Un groupe de femmes international est entrain d'assurer la promotion de sa nomination à la Cour Pénale Internationale (CPI). À cet égard, elle nous a commenté:

"Si j'étais nominée par mon pays et par la suite élue en tant que juge à la CPI (ICC), j'accorderais une attention particulière à l'interprétation correcte et progressive des normes du statut, par-dessus tout, celles qui concernent les crimes sexuels à l'égard des femmes. Quand j'ai eu l'occasion de faire partie du Tribunal Pénal International pour l'Ancienne Yougoslavie (ICTY), le juge McDonald et moi, ainsi que le Bureau du Procureur, avons entrepris la tâche de rendre visible la violence sexuelle et la violence sexospécifique dont souffrent les femmes à la fois en " temps de paix " et dans des conflits armés internationaux et internes -- une tâche laissée de côté depuis la Deuxième Guerre Mondiale. Nous avons également rendu visible le fait que le viol et d'autres abus sexuels ont été utilisés comme armes de guerre, en tant que moyens de terreur, comme ça a été le cas dans l'Ancienne Yougoslavie.

Notre tâche a été soutenue par le Tribunal ad-hoc du Rwanda, et la jurisprudence que nous avons créé a servi de bases morales et juridiques pour la rédaction du statut de Rome. Grâce au travail des groupes de femmes du monde entier et de plusieurs gouvernements, la nouvelle compréhension des crimes de guerre et des crimes contre l'humanité à partir d'une perspective sexospécifique est maintenant reflétée dans le statut."

En ce qui concerne les défis juridiques et politiques de la CPI, Odio Benito a déclaré:

"La création d'une Cour Pénale Internationale Permanente est une dette de longue date que la communauté internationale a vis-à-vis des peuples du monde. Après la Deuxième Guerre Mondiale, la Déclaration Universelle des Droits de l'Homme et la Déclaration contre le Génocide ont été adoptées et la communauté internationale a convenu que le travail des tribunaux de Nuremberg et de Tokyo devrait être poursuivi par une Cour Internationale Permanente. Pour des raisons politiques, sa création a été retardée pendant 50 années.

En l'absence d'une Cour Pénale Internationale, les principaux criminels tels que Pol Pot et Pinochet ont jouit de l'impunité. Les cours nationales n'ont pas la capacité de juger ceux responsables de telles atrocités.
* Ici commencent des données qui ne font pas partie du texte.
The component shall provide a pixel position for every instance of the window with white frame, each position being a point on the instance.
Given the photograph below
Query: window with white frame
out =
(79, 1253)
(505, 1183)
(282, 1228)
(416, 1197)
Le CPI comble maintenant cet énorme vide qui a existé dans les droits humains et le droit humanitaire pendant 50 années.

Les tribunaux ad-hoc ont démontré qu'il est possible d'être indépendant, objectif, et conforme par rapport au processus dû et au principe de la légalité. Ils peuvent fonctionner et être efficaces s‘il leur est accordé des ressources adéquates et s'ils ont l'appui des États pour juger ceux responsables des atrocités.

Une perspective politique de la CPI est importante pour mettre fin à l'impunité et pour offrir aux victimes la réparation juridique, morale et économique; la paix ne peut être réalisée qu'à travers la vraie justice.

La CPI fait face maintenant aux défis politiques qui menacent le système de la justice, notamment l'opposition des Etats-Unis à la Cour. Les Etats-Unis ont maintenant recours à des accords bilatéraux qui garantissent l'impunité de leurs forces militaires avec des pays telle que la Colombie qui se sentent obligés à le faire à cause des pressions économiques et militaires. Nous verrons si cette confrontation unilatérale avec le reste du monde minera le fonctionnement de la Cour.

Le défi juridique inclut le soutien des États à la mise en application du traité à travers la réforme de leur législation pour la rendre compatible avec les normes du statut. Il sera facile d'accomplir ces tâches aussi longtemps qu'il existe la volonté politique d'agir ainsi.